Macbook M2 failed to model3d.train with 'GPU' #238

blancfrederic · 2023-07-07T12:43:32Z

Describe the bug

I try to train a 3D model with my experimental 3D images.
It works with 'CPU' but fails with 'GPU'.

With 'GPU', model.train run only 1 step of the first epoch (very slowly) and it freezes the console.

A strange issue is that it works (but slowly) when backbone = 'resnet' instead of 'unet'

Note that I need to

with tf.device(cpu.name):        
        model.train(X_trn, Y_trn, validation_data=(X_val,Y_val), augmenter=augmenter,
                    epochs=10)

if I want to train with 'CPU'

To reproduce
from the Jupyter notebook 2_training.ipynb

#%% Configuration
# A `StarDist3D` model is specified via a `Config3D` object.
extents = calculate_extents(Y)
anisotropy = tuple(np.max(extents) / extents)
print('empirical anisotropy of labeled objects = %s' % str(anisotropy))

# 96 is a good default choice (see 1_data.ipynb)
n_rays = 96

# Use OpenCL-based computations for data generator during training (requires 'gputools')
use_gpu = True and gputools_available()

# Predict on subsampled grid for increased efficiency and larger field of view
grid = tuple(1 if a > 1.5 else 2 for a in anisotropy)

# Use rays on a Fibonacci lattice adjusted for measured anisotropy of the training data
rays = Rays_GoldenSpiral(n_rays, anisotropy=anisotropy)

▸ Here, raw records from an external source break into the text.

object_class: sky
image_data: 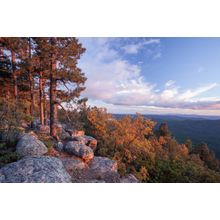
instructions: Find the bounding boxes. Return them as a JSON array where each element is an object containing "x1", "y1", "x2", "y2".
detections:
[{"x1": 78, "y1": 37, "x2": 220, "y2": 115}]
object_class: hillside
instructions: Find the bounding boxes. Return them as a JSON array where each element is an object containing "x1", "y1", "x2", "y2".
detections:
[{"x1": 114, "y1": 114, "x2": 220, "y2": 158}]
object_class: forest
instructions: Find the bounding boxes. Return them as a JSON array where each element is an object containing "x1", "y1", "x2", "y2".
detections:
[{"x1": 0, "y1": 37, "x2": 220, "y2": 183}]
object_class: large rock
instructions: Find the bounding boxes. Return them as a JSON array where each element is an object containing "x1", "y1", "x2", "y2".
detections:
[
  {"x1": 0, "y1": 156, "x2": 71, "y2": 183},
  {"x1": 0, "y1": 129, "x2": 24, "y2": 143},
  {"x1": 54, "y1": 141, "x2": 64, "y2": 152},
  {"x1": 61, "y1": 157, "x2": 88, "y2": 173},
  {"x1": 16, "y1": 134, "x2": 48, "y2": 157},
  {"x1": 89, "y1": 157, "x2": 118, "y2": 173},
  {"x1": 37, "y1": 125, "x2": 50, "y2": 134},
  {"x1": 80, "y1": 157, "x2": 120, "y2": 183},
  {"x1": 120, "y1": 174, "x2": 139, "y2": 183},
  {"x1": 60, "y1": 129, "x2": 70, "y2": 140},
  {"x1": 74, "y1": 135, "x2": 97, "y2": 150},
  {"x1": 64, "y1": 141, "x2": 94, "y2": 162}
]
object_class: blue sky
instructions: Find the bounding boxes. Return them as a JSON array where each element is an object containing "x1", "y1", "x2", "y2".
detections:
[{"x1": 79, "y1": 38, "x2": 220, "y2": 115}]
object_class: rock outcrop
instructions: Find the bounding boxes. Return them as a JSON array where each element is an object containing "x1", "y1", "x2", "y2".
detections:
[
  {"x1": 0, "y1": 126, "x2": 138, "y2": 183},
  {"x1": 120, "y1": 174, "x2": 139, "y2": 183},
  {"x1": 16, "y1": 134, "x2": 48, "y2": 157},
  {"x1": 61, "y1": 157, "x2": 88, "y2": 174},
  {"x1": 64, "y1": 141, "x2": 94, "y2": 162},
  {"x1": 0, "y1": 156, "x2": 71, "y2": 183},
  {"x1": 74, "y1": 135, "x2": 97, "y2": 151}
]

#backbone 'unet' or 'resnet'
backbone = 'unet'

conf = Config3D (
    rays             = rays,
    grid             = grid,
    anisotropy       = anisotropy,
    use_gpu          = use_gpu,
    n_channel_in     = n_channel,
    # adjust for your data below (make patch size as large as possible)
    train_patch_size = (48,96,96),
    train_batch_size = 2,
    backbone         = backbone
)
print(conf)
vars(conf)

if use_gpu:
    from csbdeep.utils.tf import limit_gpu_memory
    # adjust as necessary: limit GPU memory to be used by TensorFlow to leave some to OpenCL-based computations
    #limit_gpu_memory(0.8)
    # alternatively, try this:
    limit_gpu_memory(None, allow_growth=True)

# **Note:** The trained `StarDist3D` model will *not* predict completed shapes for partially visible objects at the image boundary.

model = StarDist3D(conf, name='stardist', basedir='models')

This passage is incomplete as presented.